Le cadre est séduisant : c’est la nature des tropiques avec sa richesse éclatante et ses étranges violences. Deux ou trois paysages de l’île Bourbon, deux ou trois états du ciel : rien de plus, et cela suffit. Pas de rhétorique, mais un impressionisme sincère et puissant. Des mots propres, inouïs, bizarres, palmistes, tatamaques, papayers, dressent devant les imaginations françaises toute une nature insoupçonnée et saisissante. A peine quelques fausses notes que la sentimentalité philosophique du temps ne remarquait pas : « les pâles violettes de la mort se confondaient sur ses joues avec les roses de la pudeur ». Ailleurs « ces paisibles enfants de la nature » sont des singes qui se balancent dans les hauts cocotiers. Rousseau nous montrait Montmorency, la Savoie, la Suisse : une nature connue et familière. Ici, nous sommes dépaysés ; et l’étrangeté de ce monde exotique a une force particulière pour exciter en nous le sentiment des beautés naturelles.

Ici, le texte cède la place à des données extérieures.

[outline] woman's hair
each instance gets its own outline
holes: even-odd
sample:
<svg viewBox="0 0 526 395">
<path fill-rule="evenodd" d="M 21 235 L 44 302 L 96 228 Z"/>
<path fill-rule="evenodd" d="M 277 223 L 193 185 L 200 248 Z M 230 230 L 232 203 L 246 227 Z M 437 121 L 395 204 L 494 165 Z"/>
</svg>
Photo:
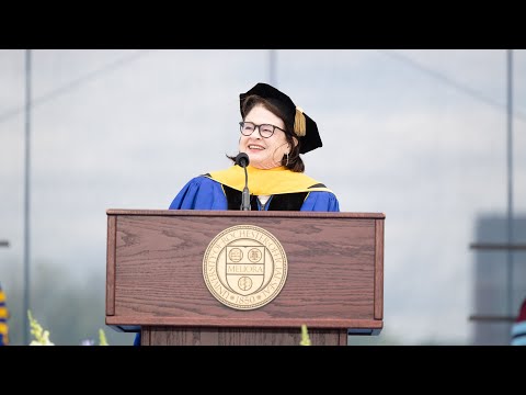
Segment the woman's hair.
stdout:
<svg viewBox="0 0 526 395">
<path fill-rule="evenodd" d="M 304 172 L 305 171 L 305 165 L 304 160 L 299 156 L 299 150 L 300 150 L 300 142 L 299 139 L 294 135 L 294 119 L 288 120 L 287 116 L 285 115 L 286 112 L 282 110 L 283 105 L 281 105 L 281 102 L 277 100 L 266 100 L 263 99 L 259 95 L 252 94 L 249 95 L 244 99 L 244 101 L 241 103 L 241 115 L 244 117 L 256 105 L 262 105 L 270 112 L 272 112 L 274 115 L 283 120 L 285 123 L 285 138 L 287 139 L 287 143 L 290 145 L 290 154 L 288 154 L 288 163 L 287 163 L 287 156 L 285 155 L 282 158 L 282 166 L 285 166 L 287 169 L 295 171 L 295 172 Z M 229 156 L 227 155 L 227 158 L 231 159 L 233 162 L 236 162 L 236 156 Z"/>
</svg>

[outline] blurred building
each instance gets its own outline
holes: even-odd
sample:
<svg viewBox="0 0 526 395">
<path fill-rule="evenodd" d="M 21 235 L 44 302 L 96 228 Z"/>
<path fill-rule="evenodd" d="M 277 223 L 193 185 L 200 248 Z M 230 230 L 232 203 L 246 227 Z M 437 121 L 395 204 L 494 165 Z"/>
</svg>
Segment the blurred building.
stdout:
<svg viewBox="0 0 526 395">
<path fill-rule="evenodd" d="M 526 298 L 526 217 L 512 221 L 481 215 L 477 219 L 473 263 L 473 345 L 511 343 L 511 328 Z"/>
</svg>

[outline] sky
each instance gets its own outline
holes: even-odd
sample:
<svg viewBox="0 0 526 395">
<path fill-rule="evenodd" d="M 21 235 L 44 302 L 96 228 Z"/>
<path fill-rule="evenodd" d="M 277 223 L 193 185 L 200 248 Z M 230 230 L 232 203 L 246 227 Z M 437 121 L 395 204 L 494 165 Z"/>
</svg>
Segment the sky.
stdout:
<svg viewBox="0 0 526 395">
<path fill-rule="evenodd" d="M 167 208 L 187 180 L 228 167 L 239 93 L 272 82 L 320 128 L 306 173 L 341 211 L 386 214 L 382 334 L 469 343 L 469 244 L 478 217 L 508 210 L 506 50 L 274 54 L 271 76 L 263 49 L 32 50 L 32 266 L 79 282 L 105 273 L 106 210 Z M 524 216 L 526 50 L 513 55 L 513 212 Z M 4 289 L 23 275 L 24 77 L 24 50 L 0 50 Z M 522 293 L 517 281 L 517 308 Z"/>
</svg>

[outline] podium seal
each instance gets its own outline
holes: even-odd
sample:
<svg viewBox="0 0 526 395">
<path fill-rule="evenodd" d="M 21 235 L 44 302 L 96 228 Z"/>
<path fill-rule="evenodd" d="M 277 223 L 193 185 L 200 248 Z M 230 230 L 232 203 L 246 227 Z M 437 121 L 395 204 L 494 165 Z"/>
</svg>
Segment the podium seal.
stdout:
<svg viewBox="0 0 526 395">
<path fill-rule="evenodd" d="M 287 256 L 268 230 L 237 225 L 218 234 L 203 257 L 208 291 L 224 305 L 255 309 L 273 301 L 287 279 Z"/>
</svg>

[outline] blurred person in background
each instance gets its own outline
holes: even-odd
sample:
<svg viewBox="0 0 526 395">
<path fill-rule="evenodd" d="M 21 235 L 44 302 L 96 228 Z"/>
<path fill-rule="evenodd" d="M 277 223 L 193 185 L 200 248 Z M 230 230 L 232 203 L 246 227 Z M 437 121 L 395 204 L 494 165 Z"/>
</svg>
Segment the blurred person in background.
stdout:
<svg viewBox="0 0 526 395">
<path fill-rule="evenodd" d="M 518 316 L 512 325 L 512 346 L 526 346 L 526 298 L 523 301 Z"/>
</svg>

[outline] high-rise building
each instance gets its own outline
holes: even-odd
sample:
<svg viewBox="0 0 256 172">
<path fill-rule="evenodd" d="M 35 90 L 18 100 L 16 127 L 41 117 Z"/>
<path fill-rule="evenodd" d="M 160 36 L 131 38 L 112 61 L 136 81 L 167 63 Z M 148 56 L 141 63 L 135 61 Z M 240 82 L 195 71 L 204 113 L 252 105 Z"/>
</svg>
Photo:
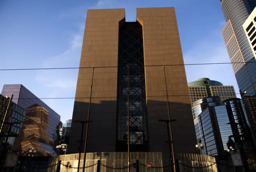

L’effet de ce petit roman fut immense en 1787. Les beaux esprits avaient bâillé quand l’auteur l’avait lu chez Mme Necker : ils ne comprenaient pas qu’ils étaient dépassés. Sur le monde malade d’un abus d’esprit, lassé de la vie la plus artificielle qui fut jamais, disposé déjà par Jean-Jacques à goûter le sentiment plus que la pensée, cette églogue rafraîchissante tomba. L’innocence naïve, la nature sauvage, cela reposait du raffinement extrême des idées et des mœurs ; cela remplissait le vide secret, consolait le profond ennui des cœurs.

Nous en rabattons un peu aujourd’hui. L’églogue paraît mince et fade. Il ne faut pas comparer ce couple de Paul et Virginie aux amoureux de Dante ou de Shakespeare, à Paolo et Francesca, à Roméo et Juliette. Cependant Bernardin de Saint-Pierre a créé deux types, qui vivent : ce n’est pas peu sans doute. Ce ne sont pas deux caractères, ce sont deux noms, quelques sentiments élémentaires, simples, larges, plus rêvés qu’observés, quelques attitudes gracieuses ou touchantes ; c’est un doux et triste songe d’amour pur, par lequel l’humanité se repose des réalités rudes. Paul et Virginie sont d’irréelles et suaves figures de poème ; un sentiment élégiaque et lyrique les a créées. Ils sont de la famille des êtres que créeront Chateaubriand, Byron et Lamartine. Mais ils sont tout détachés de l’auteur qui les a formés, indépendants aujourd’hui de sa certaine personnalité, élevés à l’infinie réceptivité des légendaires symboles. Et enfin, grande nouveauté, ils sont très sensiblement conçus selon un idéal précis de beauté formelle : nous verrons bientôt d’où cette influence féconde a soufflé.

Voilà comment Bernardin de Saint-Pierre a puissamment contribué chez nous au renouvellement de la littérature. L’insignifiance de l’idée fait ressortir plus fortement l’impression poétique ou pittoresque. Avec une philosophie moins niaise, il représenterait moins bien un moment décisif de l’évolution du goût en France.